As a part of the renovation of the world-famous Egyptian galleries at Dutch National Museum of Antiquities (Rijksmuseum van Oudheden) Interspectral have worked with the museum’s scientist and exhibition team to 3D scan and visualise some of the most interesting mummies from the collection.The result is new spectacular research findings and two interactive exhibits in the galleries that will allow museum visitors to get hands-on with unique findings.
The biggest revelation came from exploring the three-metre-long mummified Egyptian ‘giant crocodile’, one of the finest animal mummies in the Dutch National Museum of Antiquities, which turned out to be literally filled with surprises.

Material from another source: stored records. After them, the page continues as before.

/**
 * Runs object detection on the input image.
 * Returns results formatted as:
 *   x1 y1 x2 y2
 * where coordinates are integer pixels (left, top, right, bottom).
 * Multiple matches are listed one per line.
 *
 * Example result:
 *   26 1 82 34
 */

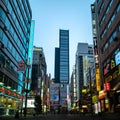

An earlier scan had already shown that the giant crocodile was in fact two adolescent animals, but now evidence of fifty baby crocodiles being wrapped together in the exterior bindings of palm rope that held the two larger crocodiles in place has been revealed.
Although baby crocodiles have been found wrapped inside other mummies, only one parallel is known wrapped in this particular way.
The findings are highly interesting for the research community and have been submitted to a high impact academic journal. The paper describes how high resolution CT scans, in combination with the interactive visualisation tool Inside Explorer, have been critical to undertake the new research.
Museum visitors can perform an interactive virtual autopsy on the crocodile mummy and the mummy of the Egyptian priest Ankhor. Using touch screens, they can examine the mummies layer by layer, learning about their age, physical features, and the mummification process. The amulets placed inside the linen wrappings with the mummies can also be examined in detail and from all sides in 3D.